Le dernier livre de Jérôme Ferrari «À son image» explore avec finesse les rapports ambigus de la photographie et de la mort, le désenchantement inhérent à la routine, la vanité des causes nationalistes et la mesquinerie de leurs luttes intestines, la difficulté de conduire sa vie en échappant à tout prix à la fatalité.

Photo de couverture de Mervyn O'Gorman (1913) Photo de couverture de Mervyn O'Gorman (1913)
La vie du personnage central, Antonia, est, dès les premières pages, fauchée dans un accident de voiture. Le narrateur entreprend alors de croiser les réactions - la sidération, le deuil - de l’entourage d'Antonia avec l’histoire de sa vie depuis ses 14 ans. Son oncle prêtre - qui est aussi son parrain – est une figure importante de ce roman, très attachée à notre héroïne, qui lui a offert son premier appareil photo, et qui tentera vainement de l’éloigner de la hideuse Gorgone. C’est lui qui conduira la liturgie pour ses obsèques.

Les chapitres qui racontent la vie d'Antonia alternent avec cette liturgie du prêtre, mêlant intimement, chapitre après chapitre, la mort à tous les instants de sa vie, de sa première rencontre photographique avec la violence des nationalistes, alors qu'elle est adolescente, jusqu'à son départ pour Belgrade en 1991, où elle veut photographier la guerre. Car elle est lasse de regarder les nationalistes corses se tuer entre eux, lasse de n’être embauchée dans un journal local que pour photographier des événements dérisoires, rehaussés à la gloire de l’île. En Yougoslavie, elle photographie des scènes de guerre, des cadavres. Elle écrit à son parrain, en parlant d’autres correspondants présents sur place comme elle, et horrifiée de ce qu’elle constate : « Mais surtout, ils aiment cela, tous, et moi aussi. »
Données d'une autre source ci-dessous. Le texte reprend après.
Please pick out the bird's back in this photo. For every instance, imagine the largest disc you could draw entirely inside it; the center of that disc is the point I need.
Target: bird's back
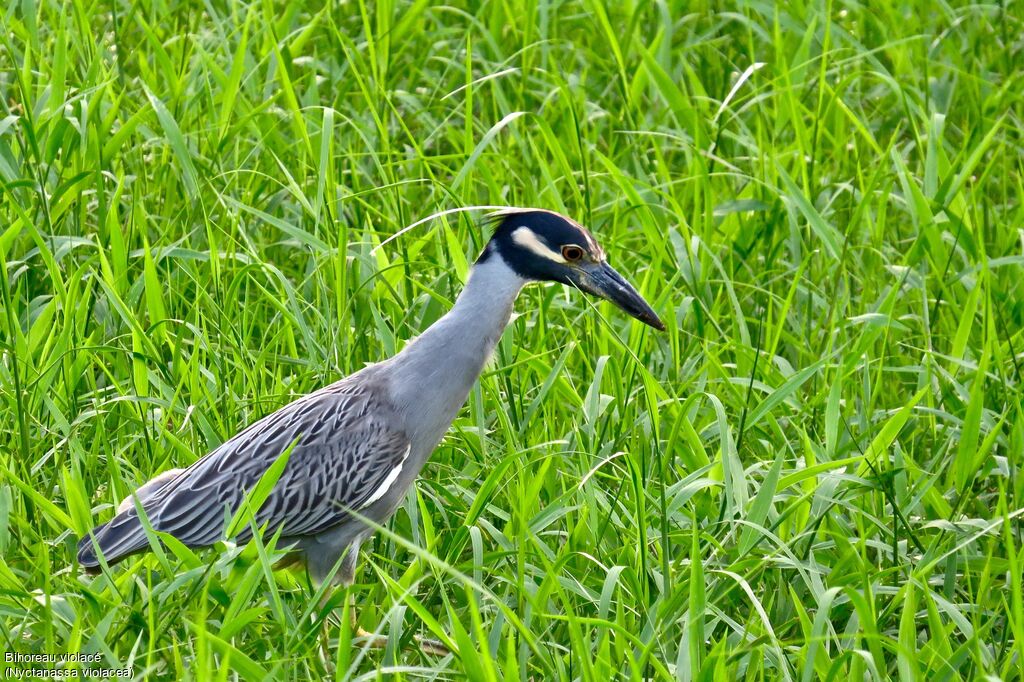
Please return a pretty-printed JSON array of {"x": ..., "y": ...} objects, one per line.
[{"x": 343, "y": 441}]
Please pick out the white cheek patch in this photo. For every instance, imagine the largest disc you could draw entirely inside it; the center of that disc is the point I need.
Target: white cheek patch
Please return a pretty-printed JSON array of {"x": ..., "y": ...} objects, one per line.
[{"x": 525, "y": 238}]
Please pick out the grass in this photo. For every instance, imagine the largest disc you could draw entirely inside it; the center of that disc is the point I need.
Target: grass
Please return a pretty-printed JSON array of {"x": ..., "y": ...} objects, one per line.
[{"x": 814, "y": 474}]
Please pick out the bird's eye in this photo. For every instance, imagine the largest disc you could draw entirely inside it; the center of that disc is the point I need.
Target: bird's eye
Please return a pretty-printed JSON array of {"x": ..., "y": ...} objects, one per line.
[{"x": 571, "y": 252}]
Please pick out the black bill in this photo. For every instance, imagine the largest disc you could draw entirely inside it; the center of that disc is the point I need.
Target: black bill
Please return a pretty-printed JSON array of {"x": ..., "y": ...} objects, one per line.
[{"x": 602, "y": 280}]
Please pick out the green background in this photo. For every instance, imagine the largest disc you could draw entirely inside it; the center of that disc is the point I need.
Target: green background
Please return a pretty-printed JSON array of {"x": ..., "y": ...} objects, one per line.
[{"x": 814, "y": 474}]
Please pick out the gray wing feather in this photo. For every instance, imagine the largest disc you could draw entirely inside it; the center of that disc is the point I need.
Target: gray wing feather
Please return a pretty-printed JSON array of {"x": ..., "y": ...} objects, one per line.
[{"x": 346, "y": 446}]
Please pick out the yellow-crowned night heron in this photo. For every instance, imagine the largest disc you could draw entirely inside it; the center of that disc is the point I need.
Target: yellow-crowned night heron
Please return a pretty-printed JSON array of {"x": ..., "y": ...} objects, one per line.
[{"x": 358, "y": 443}]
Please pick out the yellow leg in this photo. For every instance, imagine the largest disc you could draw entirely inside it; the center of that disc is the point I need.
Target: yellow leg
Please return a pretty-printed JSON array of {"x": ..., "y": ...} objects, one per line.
[{"x": 373, "y": 640}]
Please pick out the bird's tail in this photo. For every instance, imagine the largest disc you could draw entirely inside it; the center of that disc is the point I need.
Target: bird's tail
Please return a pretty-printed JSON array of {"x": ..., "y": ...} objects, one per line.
[
  {"x": 120, "y": 538},
  {"x": 124, "y": 535}
]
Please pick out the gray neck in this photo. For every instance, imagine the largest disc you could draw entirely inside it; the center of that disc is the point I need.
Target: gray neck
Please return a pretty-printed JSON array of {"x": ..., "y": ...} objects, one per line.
[{"x": 432, "y": 376}]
Elle finira par rentrer, écœurée, mais en Corse aussi le nationalisme et ses dérives la bousculent. Elle photographie à Corte une foule en délire qui écoute une annonce publique : le FLNC a fait exécuter un militant contestataire de leur camp. La foule applaudit à tout rompre. Les photos qu’elle a prises de cette exaltation lui paraissent alors hideuses. Désormais elle ne sera plus que la photographe des événements heureux, des baptêmes et des mariages. Sauf que ni le destin de son île, ni son destin à elle ne se trouve sous contrôle. La Gorgone croisée tant de fois et qui l’a tant  fascinée – et répugnée - l’a rattrapera sur une route de montagne. 

 À son image, Jérôme Ferrari, éditions Actes sud, 2018, 222 pages, 19 euros.